Parents sometimes feel that they are not academic enough to scaffold their children's learning. 'What counts are genuine interest and active engagement,' says the Secretary-General of the OECD. Has your school hosted a Reading Aloud Night recently? Maybe you could organise one.
4. Get picky
Research shows children are more motivated to read for pleasure when they choose the books for themselves. This applies to what they listen to as well.
Ask your librarian (with your child) for recommended titles. Read out the blurb and a sample page from two or three book to make your choice together.
5. Keeping it real
It doesn't have to be "fiction" to be great. Readers of all ages choose to only read true stories. Reading history and biography out loud is just as satisfying as a novel.

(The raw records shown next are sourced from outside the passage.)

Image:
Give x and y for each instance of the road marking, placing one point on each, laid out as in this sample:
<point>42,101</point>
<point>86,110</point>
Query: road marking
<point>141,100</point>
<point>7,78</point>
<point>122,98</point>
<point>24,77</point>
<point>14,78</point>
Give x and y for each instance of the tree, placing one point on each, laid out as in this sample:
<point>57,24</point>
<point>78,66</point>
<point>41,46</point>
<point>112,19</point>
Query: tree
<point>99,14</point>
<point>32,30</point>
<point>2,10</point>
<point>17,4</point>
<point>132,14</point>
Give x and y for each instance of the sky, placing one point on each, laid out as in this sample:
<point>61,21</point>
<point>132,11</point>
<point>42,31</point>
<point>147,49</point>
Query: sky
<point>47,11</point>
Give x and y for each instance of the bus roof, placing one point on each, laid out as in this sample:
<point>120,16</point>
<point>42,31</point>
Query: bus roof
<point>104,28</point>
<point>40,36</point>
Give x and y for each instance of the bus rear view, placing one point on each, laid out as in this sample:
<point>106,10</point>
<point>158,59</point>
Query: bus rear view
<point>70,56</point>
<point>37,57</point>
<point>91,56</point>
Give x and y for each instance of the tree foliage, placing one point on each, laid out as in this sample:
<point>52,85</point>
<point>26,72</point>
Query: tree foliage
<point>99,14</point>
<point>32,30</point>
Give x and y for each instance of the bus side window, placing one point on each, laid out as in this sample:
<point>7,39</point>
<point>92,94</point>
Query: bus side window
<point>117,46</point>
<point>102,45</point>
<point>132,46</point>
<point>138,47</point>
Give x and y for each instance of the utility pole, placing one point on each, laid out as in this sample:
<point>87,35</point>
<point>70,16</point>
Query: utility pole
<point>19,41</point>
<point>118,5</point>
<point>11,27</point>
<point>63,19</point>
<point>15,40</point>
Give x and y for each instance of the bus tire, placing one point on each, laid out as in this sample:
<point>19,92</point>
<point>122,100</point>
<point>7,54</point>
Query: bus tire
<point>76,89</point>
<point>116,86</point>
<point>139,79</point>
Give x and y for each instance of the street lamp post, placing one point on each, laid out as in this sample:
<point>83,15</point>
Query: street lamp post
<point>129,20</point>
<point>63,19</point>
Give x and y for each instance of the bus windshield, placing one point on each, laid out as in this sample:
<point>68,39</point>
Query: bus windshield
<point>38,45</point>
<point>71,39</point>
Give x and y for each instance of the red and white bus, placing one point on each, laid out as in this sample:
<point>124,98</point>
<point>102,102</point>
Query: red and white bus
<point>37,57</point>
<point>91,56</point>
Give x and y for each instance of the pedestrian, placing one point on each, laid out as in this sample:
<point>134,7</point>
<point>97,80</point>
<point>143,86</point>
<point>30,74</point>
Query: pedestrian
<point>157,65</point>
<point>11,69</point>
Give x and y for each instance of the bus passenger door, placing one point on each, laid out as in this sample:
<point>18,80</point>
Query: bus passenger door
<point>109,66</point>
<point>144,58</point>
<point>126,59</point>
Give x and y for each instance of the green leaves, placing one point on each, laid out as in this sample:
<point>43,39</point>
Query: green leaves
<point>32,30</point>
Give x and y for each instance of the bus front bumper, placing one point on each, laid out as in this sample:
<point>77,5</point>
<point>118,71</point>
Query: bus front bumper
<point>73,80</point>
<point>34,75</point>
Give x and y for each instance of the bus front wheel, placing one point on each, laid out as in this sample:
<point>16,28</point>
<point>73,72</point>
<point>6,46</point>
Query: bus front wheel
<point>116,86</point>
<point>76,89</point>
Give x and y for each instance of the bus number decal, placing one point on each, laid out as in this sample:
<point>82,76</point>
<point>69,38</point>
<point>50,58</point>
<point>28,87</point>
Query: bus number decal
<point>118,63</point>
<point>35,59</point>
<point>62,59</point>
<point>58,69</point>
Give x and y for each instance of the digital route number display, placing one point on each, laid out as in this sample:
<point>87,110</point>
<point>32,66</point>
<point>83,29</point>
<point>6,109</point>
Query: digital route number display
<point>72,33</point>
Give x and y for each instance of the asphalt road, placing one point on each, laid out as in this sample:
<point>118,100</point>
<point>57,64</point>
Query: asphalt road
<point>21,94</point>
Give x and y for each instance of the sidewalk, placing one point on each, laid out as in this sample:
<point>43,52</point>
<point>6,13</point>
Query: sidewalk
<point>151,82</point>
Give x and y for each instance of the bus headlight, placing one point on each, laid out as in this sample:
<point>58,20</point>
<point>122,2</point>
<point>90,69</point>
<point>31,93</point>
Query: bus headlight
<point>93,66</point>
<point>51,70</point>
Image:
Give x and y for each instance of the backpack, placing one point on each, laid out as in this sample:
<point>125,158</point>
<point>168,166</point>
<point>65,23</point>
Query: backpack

There's a fantastic selection of Australian nonfiction for young readers to choose from.
6. Be opportunistic
Night-time might not be the right time to read. It's when everyone's reconnecting after a day apart, and sharing a meal and daily news, which is more pressing than the page. But perhaps encourage reading from screens in the kitchen or family room. Share aloud news, sport and opinion. Read out the program descriptions from the TV guide to encourage selective viewing. Save the book for a Sunday morning snuggle on the couch.
7. Let it speak to you
'Reading aloud' can be hands-free. Talking books are a great companion in the car, on holidays and for TV-free evenings at home. Many are wonderful narrations by distinguished actors. The ABC Shop has a wide selection, or check your local library's website for free downloads.
Reading aloud is supposed to be for pleasure, so don't be upset if that treasured favourite of your own childhood has your listeners bored and fidgeting. The story just may not speak to them, or may be best discovered on their own later on. I'm still getting over nobody else in my family falling in love with Betsy.
(Margaret Robson Kett has been a specialist children's librarian in Australia for over 35 years and has written about books for children and young people for the Australian Book Review and Magpies: Talking about books for children. She was a judge for the Children's Book Council of Australia's Book of the Year awards in 2006/07).